Constat initial : un problème fondamental au sein de la police est la collégialité qui parfois se traduit par une loyauté mal placée ou une crainte de représailles de la part de collègues ou supérieurs.

Et donc, au départ, trois personnes seront attachées à cet organe, joignables par téléphone. Et davantage de personnel sera formé pour être des personnes de confiance au sein du service. L’objectif est qu’à plus long terme un réseau national soit développé. Cette initiative tombe en pleine affaire Chovanec, en plein débat sur les présumées violences policières aussi.

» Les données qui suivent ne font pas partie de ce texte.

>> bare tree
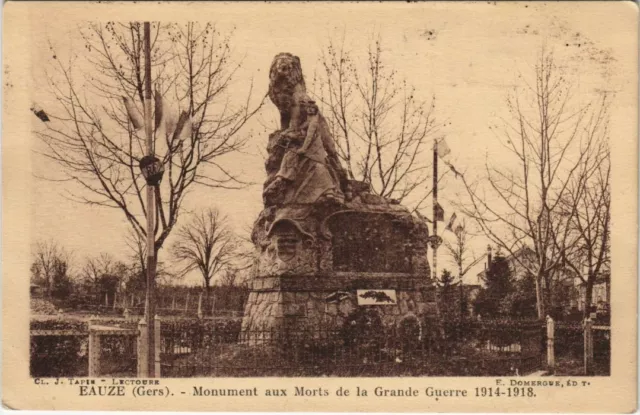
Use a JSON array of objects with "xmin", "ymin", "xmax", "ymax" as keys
[
  {"xmin": 461, "ymin": 49, "xmax": 609, "ymax": 318},
  {"xmin": 31, "ymin": 240, "xmax": 71, "ymax": 297},
  {"xmin": 314, "ymin": 38, "xmax": 437, "ymax": 209},
  {"xmin": 37, "ymin": 22, "xmax": 264, "ymax": 260},
  {"xmin": 565, "ymin": 143, "xmax": 611, "ymax": 318},
  {"xmin": 172, "ymin": 208, "xmax": 238, "ymax": 297},
  {"xmin": 81, "ymin": 253, "xmax": 116, "ymax": 293},
  {"xmin": 442, "ymin": 222, "xmax": 483, "ymax": 283},
  {"xmin": 124, "ymin": 228, "xmax": 181, "ymax": 286}
]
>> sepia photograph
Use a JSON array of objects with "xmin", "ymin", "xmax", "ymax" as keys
[{"xmin": 3, "ymin": 2, "xmax": 638, "ymax": 410}]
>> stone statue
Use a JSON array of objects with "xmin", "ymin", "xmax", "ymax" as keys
[
  {"xmin": 263, "ymin": 53, "xmax": 351, "ymax": 206},
  {"xmin": 269, "ymin": 53, "xmax": 308, "ymax": 130},
  {"xmin": 242, "ymin": 53, "xmax": 431, "ymax": 338},
  {"xmin": 265, "ymin": 100, "xmax": 344, "ymax": 205}
]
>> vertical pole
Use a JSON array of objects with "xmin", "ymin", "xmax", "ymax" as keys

La semaine dernière, le permanent syndical Eddy Quaino (CGSP) avait fait une sortie médiatique réclamant un tel dispositif. La police assure que l’initiative ne découle pas de cette affaire et était déjà en cours de préparation depuis longtemps. " Disons qu’elle a accéléré les choses ", nuance le syndicaliste. " Les faits de harcèlement, de violence, de racisme ou des gestes tels qu’un salut nazi doivent pouvoir être dénoncés sans risque. Je connais par exemple un cas où une policière a dénoncé des comportements violents à sa hiérarchie. Cela s’est su. Elle est devenue la cible de collègues, elle a dû être changée de service."